Второе возвращение к жизни было еще хуже. Теперь над ним стояли трое – потный толстяк в штатском, коренастый лысый амбал в военной форме гестапо и высокий костлявый офицер с серебряными молниями СС в петлицах. В руках у офицера был шприц.
– Сейчас вам станет лучше, – пообещал он и улыбнулся. – Намного лучше. Переведите ему, Царицкий. А когда вам станет лучше, мы поговорим, как добрые товарищи.
Толстяк перевел, елейно улыбаясь. Улыбка не мешала ему с ненавистью смотреть на Тараса.
– Тамбовский волк тебе товарищ, – прохрипел Тарас. Этого Царицкий переводить не стал.
– Закатайте ему рукав, – велел офицер. Потные пальцы коснулись предплечья Тараса, и того передернуло от отвращения. Тарас дернулся, но Царицкий с неожиданной силой припечатал его к полу. В голове сразу же зашумело.
– Не бойтесь, – дружелюбно сказал офицер. – Это даже не больно.
Игла скользнула под кожу, безошибочно нашла вену. Руке стало жарко, будто в нее вливали расплавленный свинец. Потом Тарас почувствовал, как боль его отпускает – сначала нехотя, цепляясь за каждый сантиметр тела, как защитники города бьются с превосходящими силами противника за каждый дом. Потом боль схлынула, унесенная теплой волной, и Тараса охватило давно забытое чувство блаженства.
Офицер приподнял ему веко, поглядел на расширившийся зрачок, и остался удовлетворен увиденным.

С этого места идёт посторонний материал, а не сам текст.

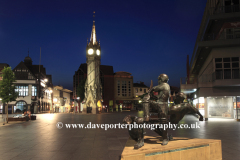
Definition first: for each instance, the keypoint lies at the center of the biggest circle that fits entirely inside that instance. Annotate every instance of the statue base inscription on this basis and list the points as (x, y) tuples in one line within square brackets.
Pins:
[(177, 149)]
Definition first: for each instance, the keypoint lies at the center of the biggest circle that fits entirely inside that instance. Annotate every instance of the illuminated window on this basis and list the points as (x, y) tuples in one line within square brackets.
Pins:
[(34, 90), (124, 88), (118, 83), (129, 88), (22, 90)]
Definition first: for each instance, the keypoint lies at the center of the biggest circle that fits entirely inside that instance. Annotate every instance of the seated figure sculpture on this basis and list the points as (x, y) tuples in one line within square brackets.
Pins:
[(176, 112)]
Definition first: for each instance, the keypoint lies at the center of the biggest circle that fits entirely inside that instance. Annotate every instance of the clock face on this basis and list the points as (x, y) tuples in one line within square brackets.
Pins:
[(90, 51), (98, 52)]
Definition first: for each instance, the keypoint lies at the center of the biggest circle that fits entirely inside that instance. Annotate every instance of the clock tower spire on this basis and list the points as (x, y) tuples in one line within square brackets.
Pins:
[(93, 88)]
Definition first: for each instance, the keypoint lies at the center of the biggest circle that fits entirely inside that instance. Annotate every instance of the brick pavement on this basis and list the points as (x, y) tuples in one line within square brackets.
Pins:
[(41, 139)]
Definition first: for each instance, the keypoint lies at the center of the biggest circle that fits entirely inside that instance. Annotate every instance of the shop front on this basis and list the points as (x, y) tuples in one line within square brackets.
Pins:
[(218, 107), (124, 105)]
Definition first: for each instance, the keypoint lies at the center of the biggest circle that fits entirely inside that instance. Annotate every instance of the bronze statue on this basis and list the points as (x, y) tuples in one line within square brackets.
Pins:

– Also, – произнес он приятным баритоном, – мне кажется, наш друг готов к разговору. Для начала давайте познакомимся. Меня зовут доктор Эрвин Гегель. А как зовут вас?
– Тарас, – проговорил Тарас, удивляясь тому, как легко и свободно выговариваются слова. – Тарас… Иванович… Петренко. Старшина Петренко.
– Отлично, Тарас… э э… Иванович! Вы член партии большевиков?
«А твое какое собачье дело?» – хотел ответить Тарас, но вместо этого неожиданно для себя ответил:
– Я беспартийный.
– Wunderbar! – воскликнул доктор Гегель. – Давно вы в партизанах?
И снова Тарас не собирался отвечать фашистской твари, и снова почему то ответил:
– Год уже… с прошлого августа.
– Большой у вас отряд?
– Двести пятьдесят человек.
«Остановись! – кричал где то в мозгу Тараса перепуганный до смерти старшина Петренко. – Они вкололи тебе какую то дрянь, и ты теперь будешь отвечать на все их вопросы! Ты же расскажешь им, где искать партизан на болотах, и про все пароли, и про связников в деревнях! Немедленно остановись!»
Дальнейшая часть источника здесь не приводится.